Which finger is the most common? It turns out actually the fourth one, the the ring finger, followed by the middle finger, followed by the index finger, and then, pinky and thumb being in the middle or being last on the list. Risk factors for getting this would not just be RA and OA, but also those who are doing repetitive movements. That's a key feature in a lot of people. Said to be a little higher in diabetics and those with hyperlipidemia, but is really high more so in women, than men, maybe two to threefold higher in women more so than men.

Treatment is a challenge, you know, it is the best problem. Not many people need surgery. I tell my patients, number one, change whatever it is that you're doing, stop doing it. If you do a lot of this all day long, stop doing this all day long, change your job, and get a different kind of mouse or whatever is driving that problem. I use ice.

I tell patients I can inject it here and now, and it'll probably get better in about two thirds of cases, or half the cases will get better if you just take an ice cube and put it right on that tendon, at the crease, put it in a paper towel, let it melt over fifteen minutes, do that two or three times a day for the next ten days. If it doesn't get better, then come back and see me. A lot of people opt for the ice, and most don't come back for an injection. When you do an injection, obviously, it's a touch here. I mean, a fine touch is needed.

You don't inject the tendon. That will damage the tendon. That will cause a tendon snap. You don't inject the trigger finger more than two or three times because then you'll cause fibrotic tendon changes and the tendon rupture. So once or twice makes sense, but after that, you gotta send to the hand surgeon.

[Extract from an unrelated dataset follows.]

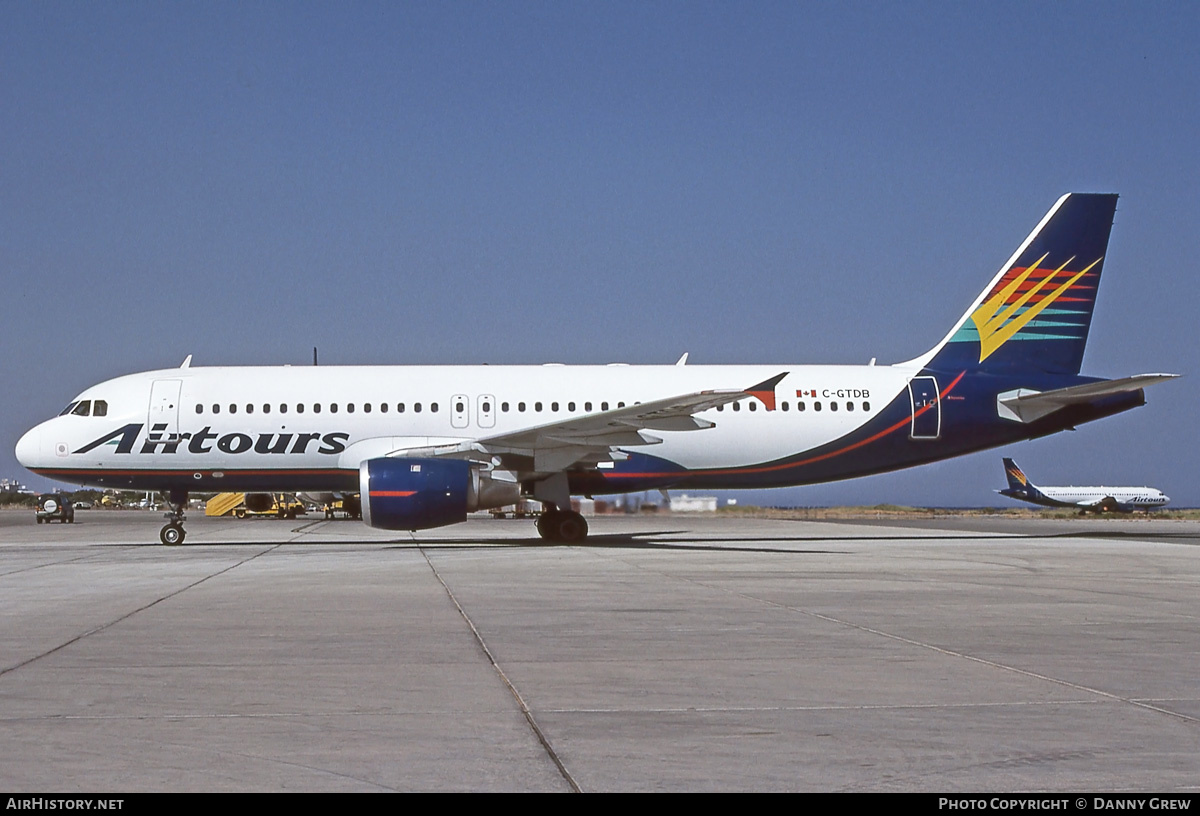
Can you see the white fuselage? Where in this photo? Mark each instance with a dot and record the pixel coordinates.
(1123, 497)
(275, 423)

Injection needs to be near the nodular change, in a perinodular fashion. So I use an anesthetic and then I kind of squirt a little bit here, little bit there. I try to put in a diluted amount of ten milligrams of Depo Medrol in and about the nodule. Tell patients to immobilize the joint, not use the joint, the finger, put a, an ice cream stick in there with some tape so they can't flex it for a day or two, and then tell them modify their their activity, and many get better. The ones that don't, the ones that come back for a re early repeat injection or repeated injections, you gotta send them to the surgeon.

They'll go in and do an open surgical, excavation and sort of try to, make that tendon a slimmer and more functional for the future. That's it for trigger finger on QD video. We'll talk to you tomorrow.